O:classnamelength:"ClassName":propertycount:{key1 + value1 + key2 + value2}
Example:
O:6:"MyClass":2:{s:6:"*prop1";s:6:"value1";s:5:"prop2";s:6:"value2";}
PHP5 introduces private and protected properties. If the name of a property is prepended with a *, it means the property is protected. When a property is private, it includes the name of the defining class and contains 0x00 before and 0x00 after the name of the class.
Written out, that would be:
public s:9:"property1";s:6:"value1";
protected s:10:"*property2";s:6:"value2";
private s:20:"0x00 + ClassName + 0x00 + property3";s:"value3"; // all whitespace and + signs should be ignored in this line
PHP5 also introduced the Serializable interface, which allow a custom encoding of objects. Serializable objects are encoded as:
C:classnamelength:"ClassName":datalength:{data}
So if the serialize method returned "foo", the result could look like this:
C:9:"TestClass":3:{foo}
Lastly, references. When the structure you're serializing contains a reference to a variable that was used earlier, it will be referenced. The main reason for this is, if you would have a structure with a circular reference, the serialization would keep on traversing your structure.. until, well, it would break.. Also, if two variables reference the same data.. that link is actually maintained..
A reference looks like this:
R:19;
There is a second reference type in PHP5. Objects in PHP sort of work like other references, but not completely. To illustrate I will just show an example.
<?php
class MyClass {
var $myProp = 1;
}
$obj1 = new MyClass(); // new object
$obj2 &= $obj1; // pointer reference
$obj3 = $obj1; // value reference
$obj1->myProp = 2;
echo $obj2->myProp, "\n"; // will display 2
echo $obj3->myProp, "\n"; // will display 2
$obj1 = new MyClass();
$obj1->myProp = 3;
echo $obj2->myProp, "\n"; // will display 3
echo $obj3->myProp, "\n"; // will display 2
?>
PHP4 made a copy of every object when it was assigned to a new variable.. to understand the difference, the output of this script in PHP4 would be:
2
1
3
1
Value references in PHP are serialized as:
r:19;
If you want to know which variable this is referencing to, you should be looking for the 19th variable you decoded so far in your structure (you start counting at 1), but excluding other references and property names.. (so array indexes don't count, array values do..).

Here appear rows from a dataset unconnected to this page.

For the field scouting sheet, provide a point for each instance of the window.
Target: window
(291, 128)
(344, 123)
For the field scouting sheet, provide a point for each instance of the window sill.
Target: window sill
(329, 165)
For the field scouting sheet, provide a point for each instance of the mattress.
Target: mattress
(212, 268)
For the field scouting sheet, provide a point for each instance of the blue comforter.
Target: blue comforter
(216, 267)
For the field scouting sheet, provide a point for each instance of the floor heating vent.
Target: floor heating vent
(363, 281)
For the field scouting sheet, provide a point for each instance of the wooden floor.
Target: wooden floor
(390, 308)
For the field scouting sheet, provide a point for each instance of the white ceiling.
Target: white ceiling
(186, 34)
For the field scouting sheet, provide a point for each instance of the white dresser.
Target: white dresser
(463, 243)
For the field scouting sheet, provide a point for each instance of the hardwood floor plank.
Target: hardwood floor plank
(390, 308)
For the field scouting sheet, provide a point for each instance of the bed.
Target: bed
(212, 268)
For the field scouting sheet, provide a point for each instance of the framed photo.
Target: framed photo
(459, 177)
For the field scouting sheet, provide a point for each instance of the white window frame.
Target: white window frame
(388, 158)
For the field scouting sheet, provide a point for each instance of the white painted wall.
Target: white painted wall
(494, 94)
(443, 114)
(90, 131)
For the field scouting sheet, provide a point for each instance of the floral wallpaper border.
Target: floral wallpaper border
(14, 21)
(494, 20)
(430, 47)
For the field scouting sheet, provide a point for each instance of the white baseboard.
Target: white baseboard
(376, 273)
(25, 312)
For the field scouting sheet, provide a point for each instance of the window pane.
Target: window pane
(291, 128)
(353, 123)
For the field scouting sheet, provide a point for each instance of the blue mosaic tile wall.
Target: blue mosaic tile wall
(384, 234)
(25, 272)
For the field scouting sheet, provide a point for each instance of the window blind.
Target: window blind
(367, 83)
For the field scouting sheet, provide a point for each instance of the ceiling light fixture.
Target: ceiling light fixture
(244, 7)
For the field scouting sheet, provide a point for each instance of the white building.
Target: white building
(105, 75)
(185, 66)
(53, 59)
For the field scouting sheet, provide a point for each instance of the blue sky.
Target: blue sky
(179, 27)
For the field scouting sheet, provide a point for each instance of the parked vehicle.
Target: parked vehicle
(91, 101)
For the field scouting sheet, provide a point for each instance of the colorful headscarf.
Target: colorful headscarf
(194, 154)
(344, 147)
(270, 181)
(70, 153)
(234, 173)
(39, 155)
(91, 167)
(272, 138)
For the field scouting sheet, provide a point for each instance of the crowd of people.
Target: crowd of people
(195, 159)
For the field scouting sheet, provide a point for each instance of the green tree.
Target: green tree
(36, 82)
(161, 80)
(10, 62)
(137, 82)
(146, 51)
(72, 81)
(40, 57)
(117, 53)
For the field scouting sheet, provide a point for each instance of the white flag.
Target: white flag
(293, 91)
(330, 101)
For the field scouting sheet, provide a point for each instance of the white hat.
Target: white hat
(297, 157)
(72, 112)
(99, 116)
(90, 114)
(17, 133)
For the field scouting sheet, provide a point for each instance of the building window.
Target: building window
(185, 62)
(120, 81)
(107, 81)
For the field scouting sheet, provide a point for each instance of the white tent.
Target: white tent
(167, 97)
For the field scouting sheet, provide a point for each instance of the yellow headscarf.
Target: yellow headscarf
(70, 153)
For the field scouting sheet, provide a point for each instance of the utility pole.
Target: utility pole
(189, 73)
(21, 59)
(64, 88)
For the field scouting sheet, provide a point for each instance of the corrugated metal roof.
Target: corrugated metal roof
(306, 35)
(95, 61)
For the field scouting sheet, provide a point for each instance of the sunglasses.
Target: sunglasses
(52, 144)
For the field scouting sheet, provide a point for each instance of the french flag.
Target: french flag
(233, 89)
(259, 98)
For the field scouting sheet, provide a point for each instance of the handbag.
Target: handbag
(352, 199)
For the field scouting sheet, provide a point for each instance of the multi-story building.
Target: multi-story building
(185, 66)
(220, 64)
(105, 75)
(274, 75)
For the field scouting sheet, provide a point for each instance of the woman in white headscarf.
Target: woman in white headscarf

PHP4 seems to be treating r and R as the same thing (pointer references), so there's no need for conversion for PHP4 clients. I tested this with PHP 4.4.4.
Comments
Lars Strojny •
As argument[n] seems to be pretty unconvinient for me and not really that API-alike, I would propose to utilize reflection fetch the names of a certain parameter for a certain method. Inspect a doc block like:/**
* @param $foo string
*/
Maps foo=mystring to the foo attribute. Though you would have both. Easy inspection and convinient API.
Evert •
You are probably right, it is a bit ugly..But a big advantage is, you can actually make a client API in the form of this:
$service = new PHPRPC_Client('http://gateway','myService');
$result = $service->someRemoteMethod('param1','param2');
Now, how would you send that over? From the simple form:
$data = unserialize(file_get_contents('url?param=value'));
I agree, it is ugly.. which is why I felt there should be support for both approaches and both essentially optional to implement..
The first is more REST-full, the other more RPC-like..